UNITED STATES
SECURITIES AND EXCHANGE COMMISSION
Washington, D.C. 20549
FORM 10-Q/A
Amendment No. 1
(Mark One)
x | QUARTERLY REPORT PURSUANT TO SECTION 13 OR 15(d) OF THE SECURITIES EXCHANGE ACT OF 1934 |
For the quarterly period ended March 31, 2008.
or
¨ | TRANSITION REPORT PURSUANT TO SECTION 13 OR 15 (d) OF THE SECURITIES EXCHANGE ACT OF 1934 |
For the transition period from to
Commission File Number: 000-51702
SENDTEC, INC.
(Exact name of registrant as specified in its charter)
| | |
Delaware | | 43-2053462 |
(State or other jurisdiction of incorporation or organization) | | (I.R.S. Employer Identification No.) |
877 Executive Center Drive W., Suite 300
St. Petersburg, Florida 33702
(Address of principal executive offices)
(727) 576-6630
(Registrant’s telephone number, including area code)

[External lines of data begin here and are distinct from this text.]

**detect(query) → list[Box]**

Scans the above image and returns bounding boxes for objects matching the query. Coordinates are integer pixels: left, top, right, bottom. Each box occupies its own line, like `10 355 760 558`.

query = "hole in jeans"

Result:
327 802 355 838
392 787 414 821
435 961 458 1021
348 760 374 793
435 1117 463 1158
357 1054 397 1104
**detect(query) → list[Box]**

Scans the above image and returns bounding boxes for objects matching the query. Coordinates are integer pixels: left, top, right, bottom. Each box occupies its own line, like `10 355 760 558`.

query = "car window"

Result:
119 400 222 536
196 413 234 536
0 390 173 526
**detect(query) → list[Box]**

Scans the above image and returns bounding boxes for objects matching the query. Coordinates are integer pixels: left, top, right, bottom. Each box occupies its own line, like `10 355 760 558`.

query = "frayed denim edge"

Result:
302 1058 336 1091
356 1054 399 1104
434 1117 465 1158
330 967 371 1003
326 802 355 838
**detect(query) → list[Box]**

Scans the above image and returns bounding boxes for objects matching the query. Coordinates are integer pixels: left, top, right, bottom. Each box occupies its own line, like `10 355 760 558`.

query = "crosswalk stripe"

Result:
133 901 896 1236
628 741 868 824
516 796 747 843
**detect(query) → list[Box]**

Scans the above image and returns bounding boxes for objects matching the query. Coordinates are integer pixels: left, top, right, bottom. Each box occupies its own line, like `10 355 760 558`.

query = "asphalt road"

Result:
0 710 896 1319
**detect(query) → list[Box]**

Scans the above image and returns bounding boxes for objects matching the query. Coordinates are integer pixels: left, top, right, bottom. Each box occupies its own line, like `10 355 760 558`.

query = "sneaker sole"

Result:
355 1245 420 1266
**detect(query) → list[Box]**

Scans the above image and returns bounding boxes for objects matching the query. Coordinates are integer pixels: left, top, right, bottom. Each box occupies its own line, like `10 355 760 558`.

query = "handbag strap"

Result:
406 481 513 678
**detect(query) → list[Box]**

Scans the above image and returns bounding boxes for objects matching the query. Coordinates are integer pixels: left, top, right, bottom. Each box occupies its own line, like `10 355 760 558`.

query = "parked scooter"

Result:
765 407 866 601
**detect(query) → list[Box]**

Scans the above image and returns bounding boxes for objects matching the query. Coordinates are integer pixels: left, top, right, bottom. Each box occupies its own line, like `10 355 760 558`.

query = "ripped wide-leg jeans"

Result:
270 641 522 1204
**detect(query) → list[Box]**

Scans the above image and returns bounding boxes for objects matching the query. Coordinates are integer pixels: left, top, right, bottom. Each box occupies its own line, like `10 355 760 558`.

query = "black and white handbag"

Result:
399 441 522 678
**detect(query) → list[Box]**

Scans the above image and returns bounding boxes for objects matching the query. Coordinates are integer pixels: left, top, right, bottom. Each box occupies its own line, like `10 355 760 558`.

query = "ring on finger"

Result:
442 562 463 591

(Former name, former address and former fiscal year, if changed since last report)
Indicate by check mark whether the registrant (1) has filed all reports required to be filed by Section 13 or 15(d) of the Securities Exchange Act of 1934 during the preceding 12 months (or for such shorter period that the registrant was required to file such reports), and (2) has been subject to such filing requirements for the past 90 days. x Yes ¨ No
Indicate by check mark whether the registrant is a large accelerated filer, an accelerated filer, a non-accelerated filer, or a smaller reporting company. See the definitions of “large accelerated filer,” “accelerated filer” and “smaller reporting company” in Rule 12b-2 of the Exchange Act.
| | | | |
Large accelerated filer ¨ | | | | Accelerated filer ¨ |
Non-accelerated filer ¨ | | | | Smaller reporting company x |
(Do not check if a smaller reporting company) | | |
Indicate by check mark whether the registrant is a shell company (as defined in Rule 12b-2 of the Exchange Act). ¨ Yes x No
APPLICABLE ONLY TO ISSUERS INVOLVED IN BANKRUPTCY
PROCEEDINGS DURING THE PRECEDING FIVE YEARS:
Indicate by check mark whether the registrant has filed all documents and reports required to be filed by Sections 12, 13 or 15(d) of the Securities Exchange Act of 1934 subsequent to the distribution of securities under a plan confirmed by a court. ¨ Yes ¨ No
APPLICABLE ONLY TO CORPORATE ISSUERS:
The number of shares outstanding of each of the issuer’s classes of common stock as of May 9, 2008, was:
| | |
Class | | Outstanding shares |
Common stock, par value $0.001 per share | | 76,266,055 |
Explanatory Note
SendTec, Inc. (the “Company”) is filing this Amendment No. 1 on Form 10-Q/A (“Amendment”) to its Quarterly Report on Form 10-Q for the quarterly period ended March 31, 2008, as originally filed May 15, 2008.
This Amendment No. 1 corrects the Certifications of the Principal Executive Officer and the Principal Financial Officer pursuant to Section 302 of the Sarbanes-Oxley Act of 2002, to include the correct introductory language in paragraph 4 and paragraph 4(b) referring to internal control over financial reporting as required by Exchange Act Rule 13a-14(a), and have been re-executed and re-filed as of the date of this Amendment. The certifications of our Chief Executive Officer and Chief Financial Officer are attached to this Amendment as Exhibits 31.1 and 31.2, respectively.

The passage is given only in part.